Colombian Senators to U.S. Congress: Stop Funding Massacres

Two Colombian Senators are in Washington today to make a plea to U.S. authorities to stop providing funding and resources for Colombian state security forces while it slaughters citizens participating in ongoing anti-neoliberal protests.

Senators Gustavo Bolivar and Alexander López announced their arrival in Washington DC on Monday, May 17th, as part of what Senator Bolivar referred to as “a big agenda to try to stop the police abuses in Colombia,” adding that the he and Senator López were heading into a meeting with the Chair of the U.S. Congressional Human Rights Commission, James McGovern. The meeting, which Bolivar says is the first in-person appointment given to a Colombian in a year, takes place on the 20th consecutive day of mass mobilizations and hours after another night of deadly repression carried out by Ivan Duque’s ESMAD in Yumbo, Valle de Cauca.

In a video published on social media, Senator López said that U.S. citizens are funding massacres against Colombian people, while Duque’s Ambassador has guilty of a coverup:

“What’s happening in our country must be known by the world but especially the government and Congress of the United States which supports with important (funding) resources for the military forces. We came here to the Congressional Human Rights Commission to make an appeal that those resources be frozen and not sent to Colombia. It can’t be that with resources of the people of the United States that they are massacring the Colombian people. Meanwhile, the Ambassador here in Washington who has been mentioned as participating and being linked to paramilitary groups wants to hide the truth. The world needs to know how they’re slaughtering our youth who demand education, who demand work and who demand rights. Stop the slaughter in Colombia!”

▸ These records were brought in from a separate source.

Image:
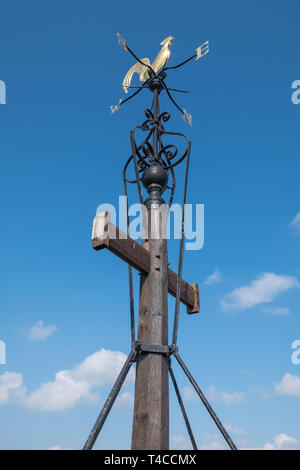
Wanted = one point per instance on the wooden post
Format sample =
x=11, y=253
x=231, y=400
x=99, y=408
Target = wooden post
x=151, y=407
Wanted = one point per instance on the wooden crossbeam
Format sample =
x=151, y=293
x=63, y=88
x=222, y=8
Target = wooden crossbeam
x=107, y=235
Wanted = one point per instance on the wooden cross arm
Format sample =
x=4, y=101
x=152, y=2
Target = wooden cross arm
x=107, y=235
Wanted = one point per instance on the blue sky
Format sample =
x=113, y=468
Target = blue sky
x=63, y=306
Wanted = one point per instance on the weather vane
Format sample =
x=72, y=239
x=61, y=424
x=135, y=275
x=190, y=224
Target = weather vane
x=155, y=152
x=156, y=70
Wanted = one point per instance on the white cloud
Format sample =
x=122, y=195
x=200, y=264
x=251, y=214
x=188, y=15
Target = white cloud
x=125, y=401
x=39, y=331
x=179, y=443
x=215, y=443
x=295, y=225
x=214, y=278
x=226, y=397
x=11, y=387
x=60, y=448
x=277, y=310
x=263, y=289
x=280, y=442
x=73, y=386
x=234, y=429
x=289, y=385
x=189, y=394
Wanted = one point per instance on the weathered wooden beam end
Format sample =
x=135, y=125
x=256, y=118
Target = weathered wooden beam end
x=107, y=235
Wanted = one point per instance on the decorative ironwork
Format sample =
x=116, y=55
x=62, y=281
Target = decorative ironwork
x=154, y=160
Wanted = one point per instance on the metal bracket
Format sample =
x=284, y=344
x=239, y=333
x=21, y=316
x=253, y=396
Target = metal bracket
x=154, y=348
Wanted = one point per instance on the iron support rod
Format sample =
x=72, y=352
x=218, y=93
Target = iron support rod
x=109, y=402
x=186, y=420
x=206, y=403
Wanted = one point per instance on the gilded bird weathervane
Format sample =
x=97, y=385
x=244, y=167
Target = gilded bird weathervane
x=156, y=70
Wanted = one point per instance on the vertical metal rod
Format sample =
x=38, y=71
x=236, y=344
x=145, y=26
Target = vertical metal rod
x=206, y=403
x=181, y=250
x=131, y=294
x=155, y=115
x=186, y=420
x=109, y=402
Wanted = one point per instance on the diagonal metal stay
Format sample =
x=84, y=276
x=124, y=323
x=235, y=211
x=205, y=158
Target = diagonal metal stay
x=166, y=351
x=186, y=420
x=206, y=403
x=109, y=402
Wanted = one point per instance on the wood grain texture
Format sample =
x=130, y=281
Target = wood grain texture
x=107, y=235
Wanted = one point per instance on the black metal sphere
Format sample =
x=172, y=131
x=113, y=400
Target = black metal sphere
x=155, y=175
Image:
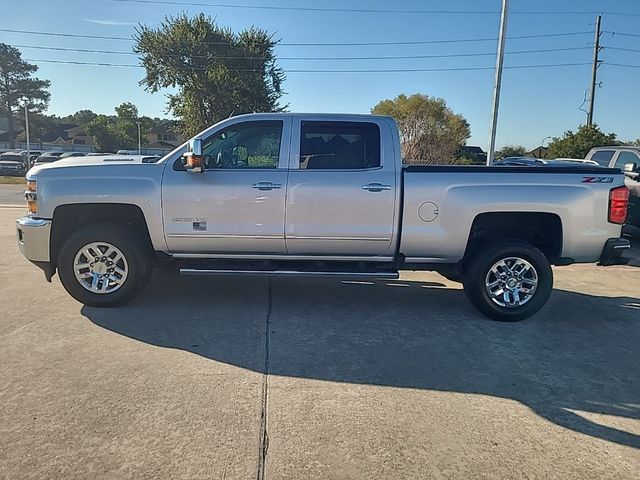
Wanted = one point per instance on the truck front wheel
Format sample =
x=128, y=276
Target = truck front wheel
x=104, y=265
x=508, y=282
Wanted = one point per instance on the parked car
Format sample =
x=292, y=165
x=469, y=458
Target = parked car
x=318, y=195
x=72, y=154
x=627, y=159
x=519, y=162
x=12, y=164
x=48, y=157
x=539, y=162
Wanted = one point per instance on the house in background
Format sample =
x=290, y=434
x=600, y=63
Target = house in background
x=538, y=152
x=476, y=154
x=162, y=138
x=78, y=136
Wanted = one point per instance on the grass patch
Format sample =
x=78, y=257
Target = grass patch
x=12, y=180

Reports from Yumbo emerged on social media around 12:30am stating that ESMAD had once again unleashed on demonstrators, with several livestreams showing scenes of violent repression. By the time the shooting began, many of the protests around the country had cooled down for the night and much of the country had gone to bed. The situation resulted in at least two dozen wounded or hospitalized and at least one confirmed killed (reported as of noon Monday), while several families had to leave their homes gasping for air after police launched tear gas into several homes.

Colombian Senator Ivan Cepeda and NGOs, including Temblores, presented a report to the United Nations and the International Criminal Court compiling acts of violence committed by Colombian security forces during the demonstrations. Among the countless violent crimes committed by the Duque regime is a growing list of killings and extremely serious cases of rape and sexual violence of women by Colombian police.